A 13-year-old girl died of meningitis and septicaemia after waking up one morning with "grey eyes" and a rash just days after Christmas, her devastated mum says.
Schoolgirl Maisie Dicks died on New Year’s Day – three days after telling her mum Sharon Stokes she was feeling poorly.
Mum Sharon, 38, said she "thought it was just a bug" but by the time she was aware of the severity of her daughter’s condition "it was too late".
She said she called an ambulance after Maisie, of Merthyr Tydfil, South Wales, woke up with "grey eyes" and a rash, and her "arms went black within an hour" as her condition quickly deteriorated.
Sharon now wants more parents to be aware of meningitis symptoms so they don’t have to experience the same heartbreak.
Sharon said: "I thought it was just a bug.
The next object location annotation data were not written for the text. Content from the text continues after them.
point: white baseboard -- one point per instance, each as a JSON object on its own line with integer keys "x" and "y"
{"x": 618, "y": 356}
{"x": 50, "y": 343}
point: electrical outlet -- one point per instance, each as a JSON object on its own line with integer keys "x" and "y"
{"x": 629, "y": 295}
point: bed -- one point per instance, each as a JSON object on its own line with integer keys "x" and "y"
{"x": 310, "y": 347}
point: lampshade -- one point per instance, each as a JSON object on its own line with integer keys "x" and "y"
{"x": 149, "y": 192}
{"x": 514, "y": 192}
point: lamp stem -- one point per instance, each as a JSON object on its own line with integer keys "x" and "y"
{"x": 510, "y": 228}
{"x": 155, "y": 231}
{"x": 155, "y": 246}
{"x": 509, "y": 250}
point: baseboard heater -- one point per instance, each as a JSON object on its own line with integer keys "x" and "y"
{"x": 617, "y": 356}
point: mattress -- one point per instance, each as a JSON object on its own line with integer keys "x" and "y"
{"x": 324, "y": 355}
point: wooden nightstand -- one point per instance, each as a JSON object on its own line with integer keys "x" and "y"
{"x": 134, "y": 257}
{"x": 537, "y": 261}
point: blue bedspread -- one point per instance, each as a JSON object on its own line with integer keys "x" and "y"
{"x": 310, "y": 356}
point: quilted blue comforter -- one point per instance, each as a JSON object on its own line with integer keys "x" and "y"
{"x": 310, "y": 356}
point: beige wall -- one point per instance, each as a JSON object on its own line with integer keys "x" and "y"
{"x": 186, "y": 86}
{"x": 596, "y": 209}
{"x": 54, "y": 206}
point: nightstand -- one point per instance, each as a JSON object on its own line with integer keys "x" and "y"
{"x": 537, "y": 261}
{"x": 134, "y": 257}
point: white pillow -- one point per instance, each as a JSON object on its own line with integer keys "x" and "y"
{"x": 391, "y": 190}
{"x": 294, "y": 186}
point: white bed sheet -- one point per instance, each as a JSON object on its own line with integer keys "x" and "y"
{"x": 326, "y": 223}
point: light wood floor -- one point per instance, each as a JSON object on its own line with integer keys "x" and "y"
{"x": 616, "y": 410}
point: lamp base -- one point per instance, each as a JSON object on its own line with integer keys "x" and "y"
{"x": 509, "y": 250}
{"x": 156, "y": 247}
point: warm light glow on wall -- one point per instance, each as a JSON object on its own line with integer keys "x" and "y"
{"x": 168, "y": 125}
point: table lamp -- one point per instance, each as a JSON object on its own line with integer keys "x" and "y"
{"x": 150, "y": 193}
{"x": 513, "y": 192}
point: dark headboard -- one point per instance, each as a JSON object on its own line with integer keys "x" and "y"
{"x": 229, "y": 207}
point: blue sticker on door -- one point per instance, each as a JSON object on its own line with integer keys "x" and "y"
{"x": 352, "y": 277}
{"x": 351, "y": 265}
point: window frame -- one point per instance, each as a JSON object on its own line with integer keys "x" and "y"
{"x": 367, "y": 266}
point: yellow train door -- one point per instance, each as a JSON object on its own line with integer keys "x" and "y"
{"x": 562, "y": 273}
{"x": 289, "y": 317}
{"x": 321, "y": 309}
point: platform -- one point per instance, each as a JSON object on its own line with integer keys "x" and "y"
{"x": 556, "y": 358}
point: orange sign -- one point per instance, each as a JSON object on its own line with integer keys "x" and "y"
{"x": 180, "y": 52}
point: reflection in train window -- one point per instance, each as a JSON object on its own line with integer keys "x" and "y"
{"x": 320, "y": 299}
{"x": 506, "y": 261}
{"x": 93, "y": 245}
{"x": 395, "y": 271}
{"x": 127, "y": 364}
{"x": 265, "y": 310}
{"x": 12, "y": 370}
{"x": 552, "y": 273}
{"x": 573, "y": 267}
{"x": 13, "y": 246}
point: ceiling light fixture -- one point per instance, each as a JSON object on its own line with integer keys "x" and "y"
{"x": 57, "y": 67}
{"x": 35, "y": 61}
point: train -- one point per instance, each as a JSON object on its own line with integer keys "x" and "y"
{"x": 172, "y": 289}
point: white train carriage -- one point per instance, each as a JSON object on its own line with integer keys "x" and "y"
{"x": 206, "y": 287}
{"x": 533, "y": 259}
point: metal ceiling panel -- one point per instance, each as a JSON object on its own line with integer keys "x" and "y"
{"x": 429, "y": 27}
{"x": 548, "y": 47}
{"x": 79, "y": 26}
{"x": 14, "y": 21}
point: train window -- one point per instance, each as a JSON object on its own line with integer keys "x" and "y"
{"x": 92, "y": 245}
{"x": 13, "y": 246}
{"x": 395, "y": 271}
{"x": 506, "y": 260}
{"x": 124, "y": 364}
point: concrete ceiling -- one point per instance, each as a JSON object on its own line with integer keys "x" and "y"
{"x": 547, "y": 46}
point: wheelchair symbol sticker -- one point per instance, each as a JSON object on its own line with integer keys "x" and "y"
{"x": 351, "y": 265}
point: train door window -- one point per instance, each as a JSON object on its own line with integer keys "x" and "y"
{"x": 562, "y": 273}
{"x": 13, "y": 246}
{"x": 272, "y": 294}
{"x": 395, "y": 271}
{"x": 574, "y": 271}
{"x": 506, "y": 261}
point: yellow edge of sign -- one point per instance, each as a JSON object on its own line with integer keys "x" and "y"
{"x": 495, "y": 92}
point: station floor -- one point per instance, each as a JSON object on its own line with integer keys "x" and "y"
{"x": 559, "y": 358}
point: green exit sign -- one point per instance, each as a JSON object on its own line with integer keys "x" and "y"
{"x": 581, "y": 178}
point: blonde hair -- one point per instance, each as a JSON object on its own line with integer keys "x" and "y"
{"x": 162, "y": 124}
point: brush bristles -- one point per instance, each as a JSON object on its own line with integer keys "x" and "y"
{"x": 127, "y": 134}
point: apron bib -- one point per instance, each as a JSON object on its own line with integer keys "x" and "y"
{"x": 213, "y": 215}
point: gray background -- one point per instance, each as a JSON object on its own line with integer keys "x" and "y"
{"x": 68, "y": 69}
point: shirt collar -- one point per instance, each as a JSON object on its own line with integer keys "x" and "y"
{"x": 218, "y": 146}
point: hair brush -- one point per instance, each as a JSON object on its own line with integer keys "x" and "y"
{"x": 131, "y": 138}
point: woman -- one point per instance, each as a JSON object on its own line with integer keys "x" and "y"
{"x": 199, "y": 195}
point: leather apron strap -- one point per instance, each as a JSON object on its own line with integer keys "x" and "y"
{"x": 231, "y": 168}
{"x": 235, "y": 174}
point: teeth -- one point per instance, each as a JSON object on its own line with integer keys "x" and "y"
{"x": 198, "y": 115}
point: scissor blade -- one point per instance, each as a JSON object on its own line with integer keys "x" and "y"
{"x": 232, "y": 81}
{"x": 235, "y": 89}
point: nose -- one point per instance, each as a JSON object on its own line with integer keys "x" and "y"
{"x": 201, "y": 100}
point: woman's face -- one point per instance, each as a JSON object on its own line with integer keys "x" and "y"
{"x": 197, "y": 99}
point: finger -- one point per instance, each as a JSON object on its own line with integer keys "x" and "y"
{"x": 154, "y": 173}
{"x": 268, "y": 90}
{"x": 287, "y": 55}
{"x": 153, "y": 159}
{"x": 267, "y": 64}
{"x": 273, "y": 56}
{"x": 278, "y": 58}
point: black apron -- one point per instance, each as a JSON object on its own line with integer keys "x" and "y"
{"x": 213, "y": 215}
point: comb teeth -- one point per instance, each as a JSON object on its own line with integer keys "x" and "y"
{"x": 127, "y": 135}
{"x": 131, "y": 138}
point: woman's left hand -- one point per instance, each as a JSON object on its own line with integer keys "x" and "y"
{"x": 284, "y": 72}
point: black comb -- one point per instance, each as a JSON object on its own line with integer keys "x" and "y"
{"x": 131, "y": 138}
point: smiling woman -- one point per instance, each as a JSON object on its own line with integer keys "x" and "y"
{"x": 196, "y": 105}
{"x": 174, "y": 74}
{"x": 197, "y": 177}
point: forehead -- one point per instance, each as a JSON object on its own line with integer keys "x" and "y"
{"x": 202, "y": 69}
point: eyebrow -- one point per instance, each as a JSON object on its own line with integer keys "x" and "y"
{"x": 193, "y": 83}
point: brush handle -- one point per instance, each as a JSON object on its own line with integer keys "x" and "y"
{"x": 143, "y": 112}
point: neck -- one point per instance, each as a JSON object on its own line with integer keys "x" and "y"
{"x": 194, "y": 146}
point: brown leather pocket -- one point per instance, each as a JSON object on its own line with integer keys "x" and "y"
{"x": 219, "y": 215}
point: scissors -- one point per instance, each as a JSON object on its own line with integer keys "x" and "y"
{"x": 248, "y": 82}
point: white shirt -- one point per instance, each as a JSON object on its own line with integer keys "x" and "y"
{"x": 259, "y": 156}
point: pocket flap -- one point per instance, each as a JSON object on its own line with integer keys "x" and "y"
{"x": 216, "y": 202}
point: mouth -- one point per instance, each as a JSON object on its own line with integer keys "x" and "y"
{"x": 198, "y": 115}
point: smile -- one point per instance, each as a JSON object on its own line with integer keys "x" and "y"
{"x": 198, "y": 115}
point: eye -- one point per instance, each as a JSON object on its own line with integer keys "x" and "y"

If she had had a temperature or breathing difficulties, I might have thought differently.
"By the time I knew, it was too late."
Sharon called an ambulance on December 30 after Maisie woke up with "grey eyes" and with a rash.
Sharon said: "Her arms went black within an hour. It was so rapid, it was unbelievable.
"She had meningitis but it was septicaemia at that point. By the time I knew, it was too late. I couldn’t have done anything else."
Maisie was immediately put into an induced coma when arriving at hospital but died two days later.
Sharon said: "I honestly did not believe it would go this way. I thought she was very sick but not that she would die.
"I’m numb. It still hasn’t hit me. Everything she had for Christmas is still in the house.
"She was such a loving, caring person and so grateful.
"Even when we were in hospital, she was thanking me for looking after her and telling me she appreciated it.
"She would do anything for anybody and wanted to help everybody. She was just a really happy child.
"She wanted to go into the army to fight for her country when she grew up."
Meningitis symptoms include fever, vomiting, drowsiness, confusion, severe muscle pain, severe headache, stiff neck and a dislike of bright lights.
Suffers can also have convulsions or seizures, pale or blotchy skin, and spots or a rash.
Sharon said: "What I want from this story is for people to be aware of meningitis and especially septicaemia.
"That’s what kills you. I don’t want another family to have to go through this."